Mao S, Misra D, Seamans J, Thoma GR
IS&T Archiving 2005 Conference, April 2005; 48-53.
Among the digital material considered for preservation at the U.S. National Library of Medicine (NLM) are TIFF, PDF and HTML files of biomedical journals, laboratory notebooks, correspondence of major figures in biomedical research, and similar documents. Although most of these materials are already in digital form (either as born-digital information, or converted to digital form through scanning), preservation of these materials involve complex administrative and technical issues, such as obtaining and storing adequate levels of metadata for a preserved resource, assuring intellectual integrity of the contents, and avoiding technical obsolescence of encoded information. [1,2]. An R&D project has been initiated at NLM to develop a prototype system that would help investigate the key technical functions required to effectively preserve NLM’s digital resources over the long term.

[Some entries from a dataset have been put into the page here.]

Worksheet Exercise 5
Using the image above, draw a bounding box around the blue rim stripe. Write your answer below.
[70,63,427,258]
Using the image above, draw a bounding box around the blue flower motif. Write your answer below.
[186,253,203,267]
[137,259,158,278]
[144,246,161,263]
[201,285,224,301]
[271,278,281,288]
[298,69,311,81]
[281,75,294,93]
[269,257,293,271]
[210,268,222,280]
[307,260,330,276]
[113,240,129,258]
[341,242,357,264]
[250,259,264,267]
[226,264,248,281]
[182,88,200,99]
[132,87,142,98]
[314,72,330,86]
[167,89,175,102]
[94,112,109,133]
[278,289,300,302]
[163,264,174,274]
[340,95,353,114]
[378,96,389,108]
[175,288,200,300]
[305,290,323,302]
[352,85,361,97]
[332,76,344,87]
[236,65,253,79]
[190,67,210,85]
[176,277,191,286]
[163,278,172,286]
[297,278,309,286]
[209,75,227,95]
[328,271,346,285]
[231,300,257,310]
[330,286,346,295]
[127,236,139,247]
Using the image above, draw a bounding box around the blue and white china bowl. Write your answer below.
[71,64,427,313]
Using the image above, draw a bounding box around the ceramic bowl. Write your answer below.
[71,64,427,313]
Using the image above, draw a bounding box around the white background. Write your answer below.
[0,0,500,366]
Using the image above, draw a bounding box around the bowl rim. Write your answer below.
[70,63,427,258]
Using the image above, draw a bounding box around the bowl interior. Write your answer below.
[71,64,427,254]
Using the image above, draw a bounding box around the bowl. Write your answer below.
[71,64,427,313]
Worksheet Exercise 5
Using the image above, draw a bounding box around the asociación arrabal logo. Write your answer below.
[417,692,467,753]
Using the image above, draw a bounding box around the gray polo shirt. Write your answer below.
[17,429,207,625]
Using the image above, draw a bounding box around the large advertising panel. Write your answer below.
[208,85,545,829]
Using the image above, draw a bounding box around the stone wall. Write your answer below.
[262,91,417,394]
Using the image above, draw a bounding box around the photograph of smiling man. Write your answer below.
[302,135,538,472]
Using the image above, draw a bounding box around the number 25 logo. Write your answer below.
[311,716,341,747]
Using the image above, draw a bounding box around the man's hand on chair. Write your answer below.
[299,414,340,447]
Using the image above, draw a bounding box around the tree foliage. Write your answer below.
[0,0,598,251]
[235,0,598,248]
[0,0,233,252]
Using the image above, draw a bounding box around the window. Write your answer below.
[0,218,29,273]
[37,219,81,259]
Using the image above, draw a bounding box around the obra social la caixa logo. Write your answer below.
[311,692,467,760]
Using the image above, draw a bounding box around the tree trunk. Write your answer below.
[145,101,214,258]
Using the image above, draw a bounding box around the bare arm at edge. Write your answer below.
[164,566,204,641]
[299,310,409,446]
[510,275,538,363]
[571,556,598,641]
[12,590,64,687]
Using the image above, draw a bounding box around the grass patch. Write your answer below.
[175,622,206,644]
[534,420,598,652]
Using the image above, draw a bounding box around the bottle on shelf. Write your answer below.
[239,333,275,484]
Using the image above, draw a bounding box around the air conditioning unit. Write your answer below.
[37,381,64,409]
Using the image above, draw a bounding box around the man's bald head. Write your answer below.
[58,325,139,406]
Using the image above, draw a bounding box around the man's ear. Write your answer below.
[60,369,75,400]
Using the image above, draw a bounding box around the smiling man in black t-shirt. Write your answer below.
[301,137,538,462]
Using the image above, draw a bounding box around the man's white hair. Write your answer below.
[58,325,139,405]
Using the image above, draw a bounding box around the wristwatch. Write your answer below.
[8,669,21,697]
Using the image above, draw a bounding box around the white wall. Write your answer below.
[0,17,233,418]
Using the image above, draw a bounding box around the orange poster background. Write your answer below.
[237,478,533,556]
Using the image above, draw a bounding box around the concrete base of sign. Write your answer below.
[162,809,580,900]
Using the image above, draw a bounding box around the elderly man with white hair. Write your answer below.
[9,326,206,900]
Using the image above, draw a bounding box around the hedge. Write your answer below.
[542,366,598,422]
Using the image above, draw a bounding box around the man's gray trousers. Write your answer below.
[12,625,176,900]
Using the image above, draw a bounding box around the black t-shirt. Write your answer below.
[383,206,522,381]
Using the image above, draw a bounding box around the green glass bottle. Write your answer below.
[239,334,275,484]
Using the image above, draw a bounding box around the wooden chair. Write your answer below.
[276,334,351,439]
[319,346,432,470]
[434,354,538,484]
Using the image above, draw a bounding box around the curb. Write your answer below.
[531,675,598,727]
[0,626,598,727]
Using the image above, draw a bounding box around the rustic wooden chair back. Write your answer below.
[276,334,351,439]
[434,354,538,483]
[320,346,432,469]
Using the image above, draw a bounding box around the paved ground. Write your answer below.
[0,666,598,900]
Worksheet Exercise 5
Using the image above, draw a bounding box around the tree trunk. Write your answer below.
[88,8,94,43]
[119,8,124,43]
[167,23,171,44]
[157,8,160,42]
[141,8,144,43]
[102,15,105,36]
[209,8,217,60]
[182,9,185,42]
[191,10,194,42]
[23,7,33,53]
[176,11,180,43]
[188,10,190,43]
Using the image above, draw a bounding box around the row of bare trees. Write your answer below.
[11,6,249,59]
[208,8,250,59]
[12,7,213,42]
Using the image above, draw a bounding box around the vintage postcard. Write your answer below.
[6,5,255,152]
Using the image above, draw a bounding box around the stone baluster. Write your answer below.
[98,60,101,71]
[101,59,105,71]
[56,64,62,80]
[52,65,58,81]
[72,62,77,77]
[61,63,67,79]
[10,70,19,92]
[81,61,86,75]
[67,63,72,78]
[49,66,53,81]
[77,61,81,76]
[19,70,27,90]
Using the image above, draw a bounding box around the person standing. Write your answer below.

This system, named the System for Preservation of Electronic Resources (SPER) has had its initial design and implementation phase completed. Here we describe the main functions of SPER, and the strategies adopted in designing the system to meet these functionalities in a modular and cost-effective manner. In particular, an automated metadata extraction subsystem is designed to minimize manual entry, using string matching and machine learning techniques. Also given are preliminary performance assessments of the subsystems in this prototype. We discuss the overall system architecture, automated metadata extraction techniques, and file migration in the SPER system.